More automation, more babysitting

The more I automate, the more frequently I babysit them.

Automation promises to free up time. And it does — until something breaks. An automaton is designed to work on a predictable path, but the real world is full of the unexpected. When an automation fails, it needs a human to fix and rerun.

One automation is manageable. Five automations mean five things that can silently fail while I’m looking elsewhere.
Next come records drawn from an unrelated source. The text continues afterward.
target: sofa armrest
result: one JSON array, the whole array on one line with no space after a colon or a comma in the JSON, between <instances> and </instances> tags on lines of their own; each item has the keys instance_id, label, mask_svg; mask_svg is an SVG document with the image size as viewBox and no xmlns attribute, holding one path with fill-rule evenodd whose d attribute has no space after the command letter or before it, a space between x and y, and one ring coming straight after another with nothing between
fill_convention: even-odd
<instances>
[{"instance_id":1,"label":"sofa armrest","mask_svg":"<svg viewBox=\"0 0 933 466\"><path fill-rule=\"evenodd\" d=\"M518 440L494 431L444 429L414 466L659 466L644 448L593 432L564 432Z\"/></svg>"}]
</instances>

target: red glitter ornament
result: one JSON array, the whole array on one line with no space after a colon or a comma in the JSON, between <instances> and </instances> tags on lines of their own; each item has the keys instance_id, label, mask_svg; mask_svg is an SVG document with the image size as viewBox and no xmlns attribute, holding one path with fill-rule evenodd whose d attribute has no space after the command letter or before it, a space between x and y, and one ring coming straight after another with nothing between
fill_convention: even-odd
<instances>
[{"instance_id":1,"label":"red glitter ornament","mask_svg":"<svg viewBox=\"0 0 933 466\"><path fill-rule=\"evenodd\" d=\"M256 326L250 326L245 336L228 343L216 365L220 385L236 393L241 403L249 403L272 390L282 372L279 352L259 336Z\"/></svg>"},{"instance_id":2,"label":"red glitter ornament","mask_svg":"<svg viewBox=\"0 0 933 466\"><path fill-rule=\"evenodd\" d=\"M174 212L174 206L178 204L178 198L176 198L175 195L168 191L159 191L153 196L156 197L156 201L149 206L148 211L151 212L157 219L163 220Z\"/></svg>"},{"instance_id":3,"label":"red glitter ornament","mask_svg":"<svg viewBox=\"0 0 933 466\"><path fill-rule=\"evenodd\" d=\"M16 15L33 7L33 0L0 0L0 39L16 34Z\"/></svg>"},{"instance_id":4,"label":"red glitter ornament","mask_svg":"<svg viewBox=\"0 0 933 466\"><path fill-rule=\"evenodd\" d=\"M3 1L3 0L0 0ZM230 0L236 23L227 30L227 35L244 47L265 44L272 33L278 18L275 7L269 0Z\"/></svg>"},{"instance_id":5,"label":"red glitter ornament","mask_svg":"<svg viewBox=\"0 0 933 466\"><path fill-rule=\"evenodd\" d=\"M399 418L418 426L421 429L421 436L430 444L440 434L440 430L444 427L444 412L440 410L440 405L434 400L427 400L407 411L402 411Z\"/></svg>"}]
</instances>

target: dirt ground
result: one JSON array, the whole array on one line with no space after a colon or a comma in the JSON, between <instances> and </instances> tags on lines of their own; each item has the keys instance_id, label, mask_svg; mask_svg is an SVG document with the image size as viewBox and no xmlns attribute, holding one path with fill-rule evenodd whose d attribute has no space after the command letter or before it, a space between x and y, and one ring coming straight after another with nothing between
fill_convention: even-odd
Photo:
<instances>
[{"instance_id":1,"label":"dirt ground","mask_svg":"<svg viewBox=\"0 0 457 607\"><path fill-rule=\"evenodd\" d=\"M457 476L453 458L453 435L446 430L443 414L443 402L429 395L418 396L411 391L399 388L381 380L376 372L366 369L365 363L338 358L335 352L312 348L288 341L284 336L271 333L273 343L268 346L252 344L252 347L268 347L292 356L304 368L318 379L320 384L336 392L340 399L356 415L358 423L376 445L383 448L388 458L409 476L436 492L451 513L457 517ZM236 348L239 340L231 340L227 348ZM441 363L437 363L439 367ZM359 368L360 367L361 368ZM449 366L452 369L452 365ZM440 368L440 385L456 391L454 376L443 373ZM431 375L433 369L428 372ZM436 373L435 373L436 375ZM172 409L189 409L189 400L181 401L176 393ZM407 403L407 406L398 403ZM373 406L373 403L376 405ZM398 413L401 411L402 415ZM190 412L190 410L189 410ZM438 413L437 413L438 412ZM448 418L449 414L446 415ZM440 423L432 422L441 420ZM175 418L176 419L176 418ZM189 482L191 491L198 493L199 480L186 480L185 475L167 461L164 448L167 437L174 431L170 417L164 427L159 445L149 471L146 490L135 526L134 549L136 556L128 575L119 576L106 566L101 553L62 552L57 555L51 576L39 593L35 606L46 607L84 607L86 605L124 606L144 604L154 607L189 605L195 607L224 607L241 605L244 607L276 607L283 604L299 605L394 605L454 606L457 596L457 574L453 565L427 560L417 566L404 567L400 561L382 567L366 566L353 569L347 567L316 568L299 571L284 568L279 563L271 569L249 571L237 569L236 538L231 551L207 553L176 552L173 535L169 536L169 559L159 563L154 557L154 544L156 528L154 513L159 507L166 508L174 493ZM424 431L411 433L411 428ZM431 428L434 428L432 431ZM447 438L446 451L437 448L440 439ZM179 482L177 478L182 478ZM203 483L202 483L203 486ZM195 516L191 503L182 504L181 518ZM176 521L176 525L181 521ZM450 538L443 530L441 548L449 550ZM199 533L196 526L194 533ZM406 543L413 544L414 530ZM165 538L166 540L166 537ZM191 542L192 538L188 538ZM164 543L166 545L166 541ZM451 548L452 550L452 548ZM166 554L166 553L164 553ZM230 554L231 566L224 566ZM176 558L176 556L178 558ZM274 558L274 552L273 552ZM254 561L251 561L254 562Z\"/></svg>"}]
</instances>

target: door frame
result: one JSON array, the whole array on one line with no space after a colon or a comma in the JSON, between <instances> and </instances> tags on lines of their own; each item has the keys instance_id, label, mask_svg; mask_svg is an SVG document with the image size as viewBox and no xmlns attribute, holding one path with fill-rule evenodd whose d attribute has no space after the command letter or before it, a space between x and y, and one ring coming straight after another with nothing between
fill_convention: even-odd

So more automation can lead to more babysitting a machine paradoxically.

The four phases

An article “Documentation Is Automation” describes four overlapping phases on the road to full automation:

  1. Document the steps
  2. Find equivalents — translate each step into a command or script
  3. Automate — chain the commands into a pipeline
  4. Autonomous — the system runs without supervision

The promise of automation is that once you reach Phase 4, you and your future self are free. But Phase 4 is fragile. When the environment changes and dependencies update, the system silently breaks — pulling you out of Phase 4 and back to manual intervention. They need a regular checkup and repair. They need babysitting.

The Ouroboros idea

Ouroboros

The Ouroboros is a snake eating its own tail — a symbol of self-reflexivity and cyclicality.

The idea here is to feed the tail (the error log) back to the head (the system itself), so it can read the error, fix itself, and resume. The intermediary is an agentic coder like Claude Code: it reads the log, understands the error, edits the code, commits the fix, and hands control back.

Example

snakemake

My main use case is Snakemake, a workflow manager for automating experiment pipelines. You define rules — inputs, outputs, commands — and Snakemake handles execution order, parallelism, and skips already-completed steps. This is an indispensable tool for me.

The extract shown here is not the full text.